Outlier” is a good example of a word which is not a term of art but nevertheless has a well-understood meaning or connotation: something set apart from the rest of the pack by a measurable or observable attribute. While connotations are useful as intuition guiding the development of mathematical theory, they are not useful when we get down to the business of rigorous proof. So, what is an outlier in mathematical statistics? If we have a sample of $n$ observations $X_{1},\ldots,X_{n}$, when should we call a sample $X_{i}$ an outlier?

Some authors define an observation $X_{i}$ to be an outlier if it is at least $k$ standard deviations away from the sample mean, where $k$ is some author-dependent integer.

$\displaystyle\left|X_{i}-\overline{X}\right|\geq k\cdots_{X}$, where $\displaystyle\overline{X}=\dfrac{1}{n}\sum_{j=1}^{n}X_{j}\text{ and }s_{X}=\dfrac{1}{n-1}\sum_{j=1}^{n}\left(X_{j}-\overline{X}\right)^{2}$

A problem with this definition of outlier is that the sample mean and the (unbiased) sample standard deviation is itself sensitive to outliers. This sensitivity leads to a problem in small samples, where observations that are intuitively “outliers” are not outliers by our mathematical definition. Consider the following example. We have a sample of annual incomes (measured in \$ thousands ) for five individuals:

$\displaystyle X_{1}=35, X_{2}=50, X_{3}=87, X_{4}=200, X_{5}=2000000$

Bill Gates or some other Forbes-list billionaire happened to be in the sample, which explains the fifth observation. The sample mean and sample standard deviation are respectively given by

$\displaystyle\overline{X}=400074.4\text{ and }s_{X}=894385.6$

Suppose we define an outlier to be an observation at least five standard deviations away from the sample mean. Since five times the sample standard deviation is $\displaystyle4471928$, we see that there are no outliers in the sample. Even if we redefine an outlier to be three standard deviations away from the sample mean, there are still no outliers as

$\displaystyle 3\cdot s_{X}=2683157$

Our definition has failed us in this example.
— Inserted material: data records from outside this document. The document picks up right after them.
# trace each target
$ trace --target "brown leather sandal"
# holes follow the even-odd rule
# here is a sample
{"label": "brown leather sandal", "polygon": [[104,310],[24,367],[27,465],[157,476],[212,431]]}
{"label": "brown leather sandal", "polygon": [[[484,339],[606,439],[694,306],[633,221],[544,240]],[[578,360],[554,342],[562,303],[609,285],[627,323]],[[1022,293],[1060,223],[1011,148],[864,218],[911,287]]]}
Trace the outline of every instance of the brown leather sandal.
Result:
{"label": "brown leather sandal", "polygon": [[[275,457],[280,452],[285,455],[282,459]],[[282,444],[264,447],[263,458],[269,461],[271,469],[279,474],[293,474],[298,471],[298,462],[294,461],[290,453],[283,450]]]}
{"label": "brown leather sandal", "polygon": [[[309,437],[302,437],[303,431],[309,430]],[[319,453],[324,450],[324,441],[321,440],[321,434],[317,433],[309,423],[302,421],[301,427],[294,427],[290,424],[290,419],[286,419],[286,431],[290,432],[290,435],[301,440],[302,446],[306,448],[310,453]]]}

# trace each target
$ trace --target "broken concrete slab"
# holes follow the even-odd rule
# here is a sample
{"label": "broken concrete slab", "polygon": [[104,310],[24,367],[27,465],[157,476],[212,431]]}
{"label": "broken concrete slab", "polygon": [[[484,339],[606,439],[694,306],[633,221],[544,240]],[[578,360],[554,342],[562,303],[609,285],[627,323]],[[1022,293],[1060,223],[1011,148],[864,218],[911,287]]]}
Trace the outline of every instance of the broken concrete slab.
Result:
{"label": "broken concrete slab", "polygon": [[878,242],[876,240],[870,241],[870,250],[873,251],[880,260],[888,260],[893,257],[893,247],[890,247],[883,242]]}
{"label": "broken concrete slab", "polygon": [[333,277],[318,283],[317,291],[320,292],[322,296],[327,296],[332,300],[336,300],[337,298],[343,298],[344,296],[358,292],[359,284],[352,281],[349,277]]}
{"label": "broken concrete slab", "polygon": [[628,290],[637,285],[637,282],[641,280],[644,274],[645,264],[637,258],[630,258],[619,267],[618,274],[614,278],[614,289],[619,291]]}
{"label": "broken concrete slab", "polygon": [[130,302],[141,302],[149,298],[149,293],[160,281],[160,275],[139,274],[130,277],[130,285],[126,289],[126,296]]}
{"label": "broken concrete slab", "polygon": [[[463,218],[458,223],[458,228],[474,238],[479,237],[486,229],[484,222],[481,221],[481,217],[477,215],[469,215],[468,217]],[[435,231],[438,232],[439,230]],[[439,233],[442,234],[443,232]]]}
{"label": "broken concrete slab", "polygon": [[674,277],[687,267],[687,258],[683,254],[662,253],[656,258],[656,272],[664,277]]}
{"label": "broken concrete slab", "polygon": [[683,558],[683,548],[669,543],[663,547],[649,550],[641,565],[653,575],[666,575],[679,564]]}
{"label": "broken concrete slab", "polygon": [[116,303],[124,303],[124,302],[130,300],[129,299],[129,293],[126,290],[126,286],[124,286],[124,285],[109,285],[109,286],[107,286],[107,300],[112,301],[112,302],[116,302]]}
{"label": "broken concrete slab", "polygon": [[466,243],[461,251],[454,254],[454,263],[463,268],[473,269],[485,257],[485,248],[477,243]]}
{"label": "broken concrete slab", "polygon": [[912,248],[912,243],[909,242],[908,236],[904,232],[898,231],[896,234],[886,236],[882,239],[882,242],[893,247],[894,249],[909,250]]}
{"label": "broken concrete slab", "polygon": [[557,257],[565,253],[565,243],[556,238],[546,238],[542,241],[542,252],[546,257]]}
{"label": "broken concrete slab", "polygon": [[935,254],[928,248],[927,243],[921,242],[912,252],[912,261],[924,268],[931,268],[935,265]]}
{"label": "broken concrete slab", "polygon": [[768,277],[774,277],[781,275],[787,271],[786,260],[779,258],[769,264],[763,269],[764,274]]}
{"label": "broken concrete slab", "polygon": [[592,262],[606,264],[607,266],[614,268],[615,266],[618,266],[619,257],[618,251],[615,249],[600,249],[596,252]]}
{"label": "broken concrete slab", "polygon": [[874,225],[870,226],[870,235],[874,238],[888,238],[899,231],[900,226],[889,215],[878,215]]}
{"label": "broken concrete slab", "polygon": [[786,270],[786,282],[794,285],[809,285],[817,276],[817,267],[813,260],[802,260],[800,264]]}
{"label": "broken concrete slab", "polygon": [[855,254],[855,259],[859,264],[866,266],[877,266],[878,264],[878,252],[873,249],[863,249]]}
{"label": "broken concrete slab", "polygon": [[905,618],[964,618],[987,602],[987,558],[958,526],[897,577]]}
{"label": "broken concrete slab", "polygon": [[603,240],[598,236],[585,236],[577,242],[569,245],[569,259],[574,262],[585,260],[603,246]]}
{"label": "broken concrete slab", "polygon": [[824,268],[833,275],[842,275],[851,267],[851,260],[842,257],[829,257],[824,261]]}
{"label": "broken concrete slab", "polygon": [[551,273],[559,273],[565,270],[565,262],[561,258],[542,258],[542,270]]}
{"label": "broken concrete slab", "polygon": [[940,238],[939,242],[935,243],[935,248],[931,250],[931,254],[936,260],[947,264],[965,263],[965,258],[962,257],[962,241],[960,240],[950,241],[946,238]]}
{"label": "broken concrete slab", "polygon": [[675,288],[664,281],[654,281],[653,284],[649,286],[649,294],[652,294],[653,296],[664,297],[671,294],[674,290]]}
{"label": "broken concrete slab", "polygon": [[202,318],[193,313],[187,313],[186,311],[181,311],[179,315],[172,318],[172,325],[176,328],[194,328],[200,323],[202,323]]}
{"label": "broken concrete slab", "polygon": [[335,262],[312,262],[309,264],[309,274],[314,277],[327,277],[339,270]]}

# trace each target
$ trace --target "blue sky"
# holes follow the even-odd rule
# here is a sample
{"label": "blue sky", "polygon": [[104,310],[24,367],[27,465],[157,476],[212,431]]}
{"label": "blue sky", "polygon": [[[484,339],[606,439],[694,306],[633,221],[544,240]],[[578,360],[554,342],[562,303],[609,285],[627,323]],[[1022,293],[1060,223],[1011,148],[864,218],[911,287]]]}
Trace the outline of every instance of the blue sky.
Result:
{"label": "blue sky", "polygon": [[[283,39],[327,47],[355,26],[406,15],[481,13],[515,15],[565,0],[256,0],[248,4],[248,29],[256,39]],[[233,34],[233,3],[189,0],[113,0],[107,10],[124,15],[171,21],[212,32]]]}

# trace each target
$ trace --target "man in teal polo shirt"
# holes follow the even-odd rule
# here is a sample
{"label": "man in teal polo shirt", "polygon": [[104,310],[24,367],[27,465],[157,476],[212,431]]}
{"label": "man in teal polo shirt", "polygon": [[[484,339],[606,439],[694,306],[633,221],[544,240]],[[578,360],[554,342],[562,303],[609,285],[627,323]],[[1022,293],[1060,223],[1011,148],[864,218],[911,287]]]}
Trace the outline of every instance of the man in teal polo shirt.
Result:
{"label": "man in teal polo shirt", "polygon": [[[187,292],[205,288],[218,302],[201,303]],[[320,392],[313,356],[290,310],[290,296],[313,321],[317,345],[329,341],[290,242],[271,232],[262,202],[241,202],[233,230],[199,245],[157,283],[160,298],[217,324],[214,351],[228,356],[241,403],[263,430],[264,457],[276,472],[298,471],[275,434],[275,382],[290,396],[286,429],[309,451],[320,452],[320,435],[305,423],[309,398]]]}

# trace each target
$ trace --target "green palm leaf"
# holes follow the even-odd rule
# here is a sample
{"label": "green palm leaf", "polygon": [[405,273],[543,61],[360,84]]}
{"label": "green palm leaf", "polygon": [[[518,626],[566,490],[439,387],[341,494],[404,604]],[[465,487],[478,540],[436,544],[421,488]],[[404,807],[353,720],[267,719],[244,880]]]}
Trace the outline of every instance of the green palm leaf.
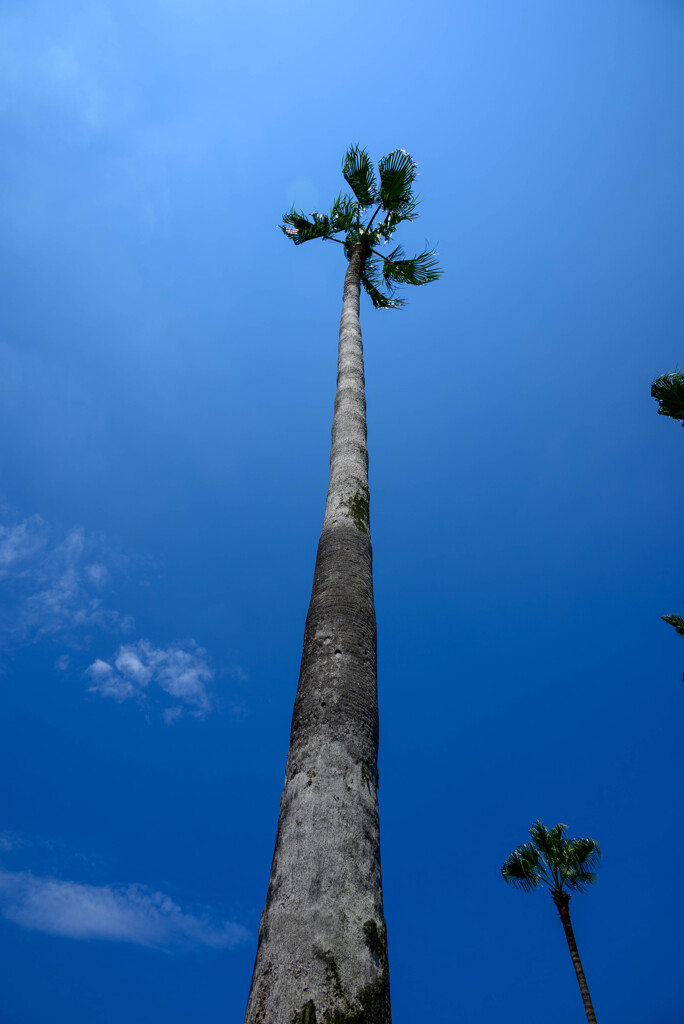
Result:
{"label": "green palm leaf", "polygon": [[573,875],[566,875],[564,881],[571,892],[585,892],[597,878],[595,871],[578,871]]}
{"label": "green palm leaf", "polygon": [[[378,162],[380,199],[386,210],[399,212],[412,202],[411,191],[416,179],[413,158],[403,149],[395,149]],[[403,218],[408,219],[408,218]]]}
{"label": "green palm leaf", "polygon": [[417,199],[412,199],[410,202],[398,206],[396,210],[388,210],[385,219],[375,229],[377,238],[384,238],[388,242],[398,224],[405,220],[415,220],[418,216],[418,202]]}
{"label": "green palm leaf", "polygon": [[358,208],[358,203],[355,203],[353,199],[340,194],[330,208],[332,231],[349,231],[354,223]]}
{"label": "green palm leaf", "polygon": [[661,619],[674,626],[680,636],[684,636],[684,619],[681,615],[661,615]]}
{"label": "green palm leaf", "polygon": [[330,218],[324,213],[313,213],[311,217],[312,219],[309,219],[293,206],[289,213],[283,214],[280,230],[295,245],[309,242],[312,238],[329,238],[334,233]]}
{"label": "green palm leaf", "polygon": [[565,841],[565,856],[568,860],[582,867],[590,868],[598,865],[601,857],[601,848],[595,839],[567,839]]}
{"label": "green palm leaf", "polygon": [[361,206],[371,206],[377,201],[375,171],[365,149],[351,146],[347,150],[342,174]]}
{"label": "green palm leaf", "polygon": [[541,885],[537,873],[539,867],[539,851],[532,843],[523,843],[506,858],[501,868],[504,881],[514,885],[523,892],[532,892]]}
{"label": "green palm leaf", "polygon": [[389,287],[394,284],[414,284],[420,287],[442,276],[435,252],[426,250],[407,260],[401,246],[397,246],[394,252],[385,257],[382,273]]}
{"label": "green palm leaf", "polygon": [[[537,819],[529,827],[529,833],[532,837],[532,842],[535,846],[541,850],[545,857],[553,857],[555,847],[557,846],[558,830],[560,829],[561,835],[565,830],[565,825],[555,825],[553,829],[548,829],[543,821]],[[554,835],[555,833],[555,835]]]}
{"label": "green palm leaf", "polygon": [[382,282],[375,260],[366,260],[361,281],[376,309],[399,309],[401,306],[406,305],[404,299],[396,299],[394,296],[386,295],[381,291]]}
{"label": "green palm leaf", "polygon": [[660,407],[660,416],[684,421],[684,370],[673,370],[656,377],[651,384],[651,395]]}
{"label": "green palm leaf", "polygon": [[595,839],[568,839],[564,844],[564,864],[561,876],[568,889],[584,892],[593,885],[598,875],[601,850]]}

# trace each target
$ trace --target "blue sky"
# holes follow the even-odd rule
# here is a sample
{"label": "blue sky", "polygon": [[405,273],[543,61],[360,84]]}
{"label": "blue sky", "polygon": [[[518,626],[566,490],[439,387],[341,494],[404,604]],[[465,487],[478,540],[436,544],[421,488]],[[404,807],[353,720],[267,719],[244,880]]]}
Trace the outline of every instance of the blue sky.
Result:
{"label": "blue sky", "polygon": [[443,279],[362,305],[396,1024],[680,1024],[675,0],[0,12],[3,1024],[242,1019],[320,531],[345,149]]}

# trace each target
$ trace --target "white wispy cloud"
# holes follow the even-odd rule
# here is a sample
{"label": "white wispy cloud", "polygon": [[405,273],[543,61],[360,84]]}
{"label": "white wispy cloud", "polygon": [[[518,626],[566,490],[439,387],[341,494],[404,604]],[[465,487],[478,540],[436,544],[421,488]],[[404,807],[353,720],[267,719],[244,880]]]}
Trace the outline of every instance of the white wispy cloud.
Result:
{"label": "white wispy cloud", "polygon": [[189,913],[169,896],[141,885],[85,885],[0,871],[0,913],[31,931],[71,939],[108,939],[157,949],[232,949],[249,932],[217,922],[208,910]]}
{"label": "white wispy cloud", "polygon": [[203,718],[213,706],[208,686],[214,670],[206,655],[193,641],[165,648],[149,640],[122,644],[111,661],[97,658],[88,667],[89,689],[119,702],[161,702],[168,723],[184,712]]}
{"label": "white wispy cloud", "polygon": [[5,637],[26,643],[93,626],[129,629],[132,620],[103,601],[112,557],[81,527],[59,534],[38,515],[0,524]]}
{"label": "white wispy cloud", "polygon": [[40,516],[29,516],[13,526],[0,523],[0,579],[36,555],[44,545],[44,523]]}
{"label": "white wispy cloud", "polygon": [[[130,634],[132,618],[104,600],[121,575],[121,556],[81,527],[60,532],[39,515],[12,521],[11,509],[4,507],[0,515],[1,644],[16,649],[51,640],[73,655],[103,630]],[[60,673],[83,671],[73,660],[62,653],[54,667]],[[146,639],[122,643],[113,657],[95,658],[85,672],[92,693],[155,705],[167,724],[182,715],[204,718],[215,707],[215,672],[194,640],[168,647]],[[226,673],[246,679],[239,667]]]}

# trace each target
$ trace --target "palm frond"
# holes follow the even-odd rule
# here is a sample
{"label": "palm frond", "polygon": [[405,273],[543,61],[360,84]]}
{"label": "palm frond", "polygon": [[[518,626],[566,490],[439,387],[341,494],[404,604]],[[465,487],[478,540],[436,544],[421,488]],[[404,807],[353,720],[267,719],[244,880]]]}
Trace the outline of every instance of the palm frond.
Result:
{"label": "palm frond", "polygon": [[568,839],[565,843],[565,856],[582,868],[593,870],[601,859],[601,847],[595,839],[588,836],[583,839]]}
{"label": "palm frond", "polygon": [[401,246],[385,257],[383,277],[391,287],[393,284],[414,284],[421,287],[442,276],[437,254],[426,250],[412,259],[405,259]]}
{"label": "palm frond", "polygon": [[386,242],[389,242],[390,238],[397,229],[397,226],[405,220],[415,220],[418,216],[418,199],[412,199],[408,203],[403,203],[397,207],[396,210],[387,210],[387,215],[384,220],[380,221],[377,228],[375,229],[377,236],[383,238]]}
{"label": "palm frond", "polygon": [[561,877],[568,889],[583,892],[593,885],[598,875],[601,848],[595,839],[568,839],[564,848]]}
{"label": "palm frond", "polygon": [[547,828],[543,821],[538,818],[529,827],[532,842],[544,854],[545,857],[553,857],[558,847],[558,839],[562,837],[566,826],[562,824]]}
{"label": "palm frond", "polygon": [[[382,253],[379,253],[379,255],[382,257],[382,259],[384,261],[383,265],[382,265],[382,276],[385,279],[385,284],[387,285],[388,288],[392,288],[393,287],[393,284],[392,284],[393,278],[392,278],[392,274],[391,274],[391,267],[392,267],[392,264],[398,263],[398,262],[404,260],[404,249],[403,249],[403,247],[401,245],[398,245],[396,247],[396,249],[392,250],[392,252],[389,254],[389,256],[383,256]],[[402,283],[402,282],[399,281],[399,279],[395,279],[395,280],[398,280],[398,283]]]}
{"label": "palm frond", "polygon": [[564,882],[571,892],[586,892],[597,879],[595,871],[577,871],[575,874],[566,875]]}
{"label": "palm frond", "polygon": [[393,211],[389,210],[385,219],[380,221],[380,223],[375,228],[375,231],[373,232],[374,241],[380,241],[380,239],[382,238],[383,241],[389,242],[390,238],[392,237],[396,230],[397,224],[399,223],[400,221],[395,216]]}
{"label": "palm frond", "polygon": [[532,892],[541,885],[538,874],[539,850],[532,843],[518,846],[503,862],[501,874],[504,882],[514,885],[523,892]]}
{"label": "palm frond", "polygon": [[567,825],[558,822],[557,825],[552,825],[548,831],[549,849],[546,859],[552,868],[561,868],[566,859],[565,847],[567,840],[565,833],[567,827]]}
{"label": "palm frond", "polygon": [[376,309],[399,309],[406,305],[404,299],[396,299],[393,295],[386,295],[381,291],[380,273],[375,260],[366,260],[361,282]]}
{"label": "palm frond", "polygon": [[354,223],[358,204],[350,196],[340,193],[330,208],[330,227],[334,232],[349,231]]}
{"label": "palm frond", "polygon": [[375,171],[365,149],[351,146],[347,150],[342,174],[361,206],[371,206],[377,201]]}
{"label": "palm frond", "polygon": [[295,245],[302,242],[309,242],[312,238],[330,238],[334,234],[331,228],[330,218],[324,213],[312,213],[311,218],[294,206],[289,213],[283,214],[283,223],[280,230]]}
{"label": "palm frond", "polygon": [[684,619],[681,615],[661,615],[660,617],[670,626],[674,626],[680,636],[684,636]]}
{"label": "palm frond", "polygon": [[677,369],[656,377],[651,384],[651,396],[658,403],[660,416],[684,421],[684,370]]}
{"label": "palm frond", "polygon": [[400,206],[393,210],[394,216],[397,218],[397,223],[404,220],[416,220],[418,217],[418,207],[420,206],[421,200],[417,197],[411,197],[406,203],[401,203]]}
{"label": "palm frond", "polygon": [[413,158],[403,149],[395,149],[378,161],[380,199],[386,210],[398,212],[411,203],[411,190],[416,179]]}

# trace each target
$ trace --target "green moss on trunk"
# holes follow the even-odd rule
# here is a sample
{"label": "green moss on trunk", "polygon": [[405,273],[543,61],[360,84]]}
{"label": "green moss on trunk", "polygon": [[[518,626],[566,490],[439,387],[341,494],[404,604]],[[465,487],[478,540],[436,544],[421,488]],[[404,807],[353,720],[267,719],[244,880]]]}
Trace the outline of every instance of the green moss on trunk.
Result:
{"label": "green moss on trunk", "polygon": [[359,489],[351,498],[343,498],[340,504],[346,509],[347,515],[361,533],[370,532],[370,494],[363,481],[358,480]]}
{"label": "green moss on trunk", "polygon": [[310,999],[308,1003],[304,1003],[299,1013],[295,1013],[291,1024],[317,1024],[316,1007],[314,1006],[313,999]]}
{"label": "green moss on trunk", "polygon": [[[326,966],[328,987],[337,1003],[345,1003],[323,1012],[322,1024],[387,1024],[389,1020],[389,970],[387,963],[387,928],[383,921],[366,921],[363,926],[364,942],[380,967],[376,981],[366,985],[350,1000],[344,992],[335,957],[328,950],[319,954]],[[292,1019],[292,1024],[317,1024],[316,1007],[313,1000],[302,1007]]]}

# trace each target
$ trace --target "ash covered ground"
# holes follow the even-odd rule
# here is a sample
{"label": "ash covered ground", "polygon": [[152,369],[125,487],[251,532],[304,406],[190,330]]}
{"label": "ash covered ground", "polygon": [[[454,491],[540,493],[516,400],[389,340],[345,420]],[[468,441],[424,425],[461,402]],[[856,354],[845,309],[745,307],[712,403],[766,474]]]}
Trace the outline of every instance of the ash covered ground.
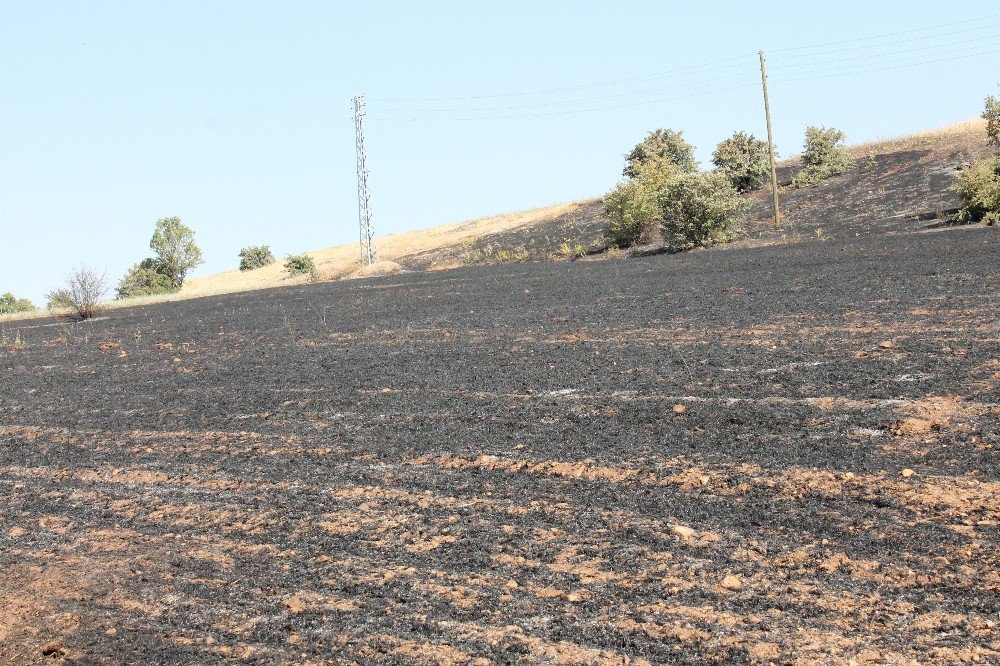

More generally, we can ask the following question: given some fixed choice $k$, how large of a sample would we need to actually observe an outlier? If the observations are identical, then the sample standard deviation is zero and there are no outliers. So we may assume otherwise. By hypothesis, we have the inequality

$\displaystyle\left|X_{i}-\overline{X}\right|\geq k\cdot s_{X}=\dfrac{k}{\sqrt{n-1}}\left(\sum_{j=1}^{n}(X_{j}-\overline{X})^{2}\right)^{\frac{1}{2}}$

Squaring both sides and rearranging, we see that

$\displaystyle n\geq 1+k^{2}\sum_{j=1}^{n}\dfrac{\left(X_{j}-\overline{X}\right)^{2}}{\left(X_{i}-\overline{X}\right)^{2}}=1+k^{2}+\sum_{{j=1}\atop{j\neq i}}^{n}\dfrac{\left(X_{j}-\overline{X}\right)^{2}}{\left(X_{i}-\overline{X}\right)^{2}}\geq1+k^{2}$

Actually, you need at least $k^{2}+2$ observations. To see this, suppose that the equality $n=k^{2}+1$ held. Then $k^{2}$ observations must be equal to the sample mean. Without loss of generality, we may assume that $X_{1}=\cdots=X_{k^{2}}=\overline{X}$ and $\left|X_{k^{2}+1}-\overline{X}\right|=s_{X}$. Observe that

$\displaystyle\overline{X}=\dfrac{1}{k^{2}+1}\left(X_{1}+\cdots+X_{k^{2}+1}\right)=\dfrac{1}{k^{2}+1}\left(k^{2}\overline{X}+X_{k^{2}+1}\right)\Rightarrow\overline{X}=X_{k^{2}+1}$

But then the sample variance is zero, which contradicts our hypothesis.